Plus tôt ce mois-ci, deux chercheurs se sont prêtés à un exercice tout aussi périlleux, mais à propos d’un tout autre problème. Dans une étude d’une cinquantaine de pages, l’économiste de l’Université d’Oxford, Anke Hoeffler, et le politologue de l’Université Stanford, James Fearon, comparent les coûts économiques des guerres, du terrorisme et des conflits armés civils à ceux de la violence ordinaire, comme les meurtres, la violence faite aux femmes et autres mauvais traitements infligés aux enfants.

Leurs résultats sont saisissants. On y conclut que toutes ces violences coûtent, au bas mot, 9500 milliards par année, ou l’équivalent de 11,2 % du PIB mondial. De ce total, seulement 167 milliards (ou 0,2 % du PIB) seraient attribuables aux victimes des conflits armés ou au terrorisme. Les « banals » meurtres coûteraient déjà quatre fois plus, avec 700 milliards (ou 1,4 % du PIB), à raison de cinq victimes mâles pour une victime féminine.

Mais c’est lorsqu’on se tourne vers la violence faite aux femmes et aux enfants qu’on arrive aux choses sérieuses, avec un coût total hallucinant de 8000 milliards, soit presque 10 % (9,4 %) du PIB mondial.

Les coups, agressions sexuelles, mutilations génitales et autres violences non mortelles infligées aux femmes coûteraient ainsi, chaque année, plus de 4400 milliards (ou 5,2 % du PIB), dont la quasi-totalité serait infligée par leurs conjoints. Les sévices dont sont victimes les enfants leur viennent, eux aussi, à 80 % de leurs parents et auraient annuellement un coût économique de 3,6 milliards (ou 4,2 % du PIB), selon Hoeffler et Fearon.

Ces chiffres se basent parfois sur de grandes enquêtes sur le terrain — comme l’UNICEF vient d’en terminer une terrifiante sur la violence contre les enfants —, mais presque jamais sur des statistiques officielles qui restent extrêmement rares en la matière.

Ils cherchent à cerner les coûts directs, comme les soins de santé, la perte de productivité et le processus judiciaire, de même que les coûts indirects, comme l’impact à long terme de la violence sur la réussite scolaire, les perspectives d’emploi, la pauvreté et les risques de reproduire les mêmes comportements. Ils partent généralement d’estimations économiques faites dans des pays riches qu’on transpose comme on peut à la réalité économique des autres pays et selon laquelle, par exemple, l’homicide d’un enfant coûterait l’équivalent de 8,1 millions aux États-Unis et l’agression sexuelle d’une femme par son conjoint 199 642 $, mais dix fois moins dans un pays en développement.

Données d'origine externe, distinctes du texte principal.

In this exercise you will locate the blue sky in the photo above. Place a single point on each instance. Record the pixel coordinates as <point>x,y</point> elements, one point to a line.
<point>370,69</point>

Ces résultats révèlent aussi de grands écarts, par exemple, entre des contrées où la fessée est de moins en moins tolérée et des pays, comme l’Égypte, le Tchad ou le Yémen, où plus de 40 % des enfants de 2 à 14 ans subissent des châtiments corporels extrêmes. Le coût estimé de la violence contre les femmes de la part de leurs conjoints équivaudrait à 3 % du PIB dans les pays riches et à 5 % en Extrême-Orient, contre 10 % au Moyen-Orient et en Afrique du Nord et presque 15 % en Afrique subsaharienne.

 Au-delà des chiffres

Des experts n’ont pas tardé à mettre en doute la solidité de ces chiffres. « On a cherché à rester conservateurs dans nos estimations », a rétorqué dans le quotidien britannique The Guardian Anke Hoeffler.

Mais quel que soit le degré de précision exact de ses chiffres, c’est l’ordre de grandeur qui compte. Ce qu’Hoeffler et Fearon veulent faire, c’est attirer l’attention des gouvernements, des institutions internationales et autres organisations humanitaires quant à l’importance d’un enjeu souvent complètement occulté par d’autres causes — par ailleurs parfaitement justifiées — comme l’éducation, la santé, la bonne gouvernance et le maintien de la paix. C’est aussi les convaincre de s’attaquer directement au problème en mettant de l’avant des solutions spécifiques qui ont déjà montré leur efficacité.

De faire cela, en mettant un prix sur la mort des uns et les souffrances des autres, peut paraître tordu, mais ce n’est pas surprenant dans un monde où la valeur des choses, comme la gravité des problèmes, est sans cesse ramenée à sa valeur monétaire et où la raison économique est trop souvent celle qui prime à la fin de tout.